Submission Instructions¶
For this assignment, you will submit a zip archive containing the contents of the dsc650/assignments/assignment02/
directory. Use the naming convention of assignment02_LastnameFirstname.zip
for the zip archive. You can create this archive in Bash (or a similar Unix shell) using the following commands.
cd dsc650/assignments
zip -r assignment02_DoeJane.zip assignment02
Likewise, you can create a zip archive using Windows PowerShell with the following command.
Compress-Archive -Path assignment02 -DestinationPath 'assignment02_DoeJane.zip
When decompressed, the output should have the following directory structure.
├── assignment02
│ ├── __init__.py
│ ├── documentdb.py
│ ├── kvdb.py
│ ├── objectdb.py
│ ├── rdbms.py
│ ├── results
│ │ ├── kvdb
│ │ │ ├── measurements.pickle
│ │ │ ├── people.pickle
│ │ │ ├── sites.pickle
│ │ │ └── visits.pickle
│ │ ├── patient-info.db
│ │ ├── patient-info.fs
│ │ ├── patient-info.json
│ │ └── wikidata-query.json
│ ├── run_assignment.py
│ └── util.py
Discussion¶
For this discussion, write a 250 to 750-word discussion board post about use cases from different data models.

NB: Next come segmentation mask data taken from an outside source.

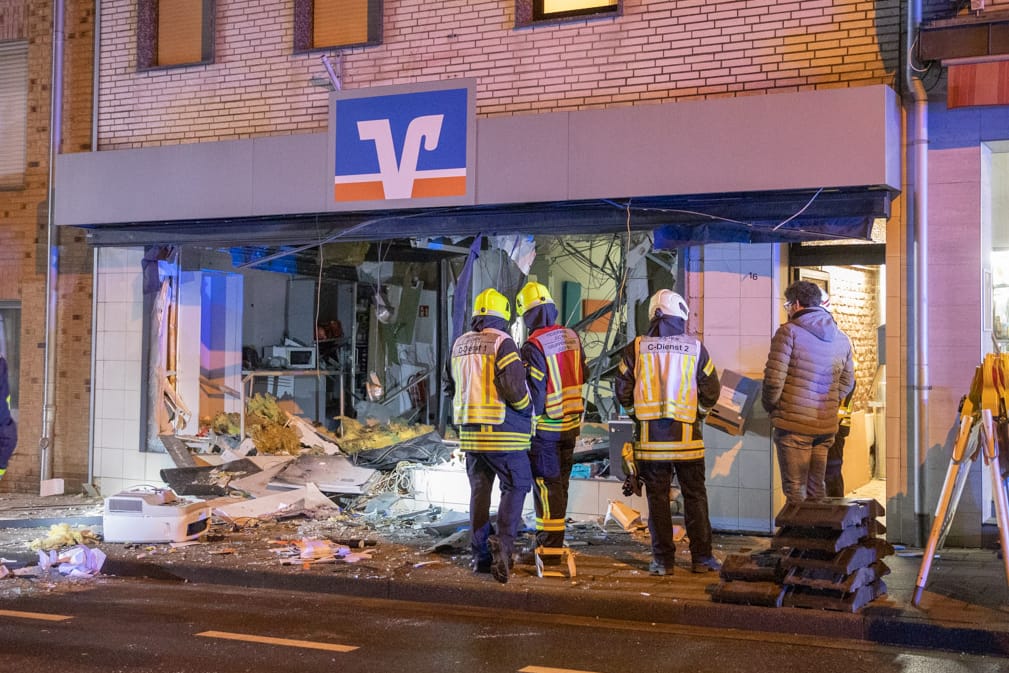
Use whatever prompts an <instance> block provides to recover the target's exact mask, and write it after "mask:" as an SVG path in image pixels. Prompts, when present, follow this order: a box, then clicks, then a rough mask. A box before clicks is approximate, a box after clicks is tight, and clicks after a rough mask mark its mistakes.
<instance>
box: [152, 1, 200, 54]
mask: <svg viewBox="0 0 1009 673" xmlns="http://www.w3.org/2000/svg"><path fill="white" fill-rule="evenodd" d="M201 61H203V0H161V1H160V2H159V3H158V4H157V65H158V66H178V65H181V64H198V63H200V62H201Z"/></svg>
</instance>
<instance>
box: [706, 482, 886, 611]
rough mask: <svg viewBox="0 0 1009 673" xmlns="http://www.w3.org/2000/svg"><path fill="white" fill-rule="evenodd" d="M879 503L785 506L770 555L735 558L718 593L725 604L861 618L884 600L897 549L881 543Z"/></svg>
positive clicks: (763, 555)
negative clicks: (868, 604)
mask: <svg viewBox="0 0 1009 673" xmlns="http://www.w3.org/2000/svg"><path fill="white" fill-rule="evenodd" d="M881 516H883V507H882V506H881V504H880V503H879V502H877V501H876V500H863V499H847V498H824V499H822V500H815V501H812V500H810V501H806V502H802V503H798V504H786V506H785V507H784V508H783V509H782V511H781V512H780V513H779V514H778V516H777V517H776V518H775V525H776V526H777V527H779V528H778V534H777V535H775V536H774V538H773V539H772V542H771V550H769V551H767V552H763V553H761V554H753V555H750V556H747V555H742V554H734V555H731V556H728V557H727V558H726V559H725V562H724V563H723V564H722V571H721V575H720V578H721V582H720V584H719V585H718V586H717V587H716V588H715V590H714V591H713V592H712V598H713V599H714V600H717V601H720V602H736V603H746V604H751V605H767V606H772V607H780V606H782V605H785V606H791V607H813V608H820V609H832V610H843V611H856V610H858V609H860V608H862V607H863V606H864V605H865V604H867V603H868V602H870V601H872V600H875V599H876V598H878V597H879V596H881V595H883V594H885V593H886V584H885V583H884V582H883V579H882V577H883V576H884V575H886V574H888V573H889V572H890V569H889V568H888V567H887V565H886V564H885V563H884V562H883V557H885V556H887V555H889V554H893V547H892V546H891V545H889V544H888V543H887V542H886V541H884V540H882V539H881V538H880V537H878V536H880V535H881V534H882V533H884V532H885V529H884V527H883V526H882V525H881V524H879V522H877V521H876V519H877V517H881Z"/></svg>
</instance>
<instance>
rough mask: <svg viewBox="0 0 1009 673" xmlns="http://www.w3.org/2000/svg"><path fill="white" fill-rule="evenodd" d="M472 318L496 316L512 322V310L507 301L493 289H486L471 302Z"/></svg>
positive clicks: (497, 292) (480, 293)
mask: <svg viewBox="0 0 1009 673" xmlns="http://www.w3.org/2000/svg"><path fill="white" fill-rule="evenodd" d="M473 315H474V316H497V317H498V318H503V319H505V320H512V308H511V307H510V306H509V303H508V299H507V298H506V297H505V295H502V294H500V293H499V292H497V291H496V290H494V289H493V288H487V289H486V290H484V291H483V292H481V293H480V294H479V295H477V296H476V299H475V300H474V301H473Z"/></svg>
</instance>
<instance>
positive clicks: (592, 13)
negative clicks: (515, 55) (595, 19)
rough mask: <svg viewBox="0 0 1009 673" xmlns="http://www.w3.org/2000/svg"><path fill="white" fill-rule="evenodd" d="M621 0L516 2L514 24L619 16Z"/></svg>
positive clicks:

As an example, how could you use a graph database in one of your professional or personal projects? Try to focus on a use case relevant to your professional or personal interests. Use the DSC 650 Slack channel for discussion and replies. For grading purposes, copy and paste your initial post and at least two replies to the Blackboard discussion board.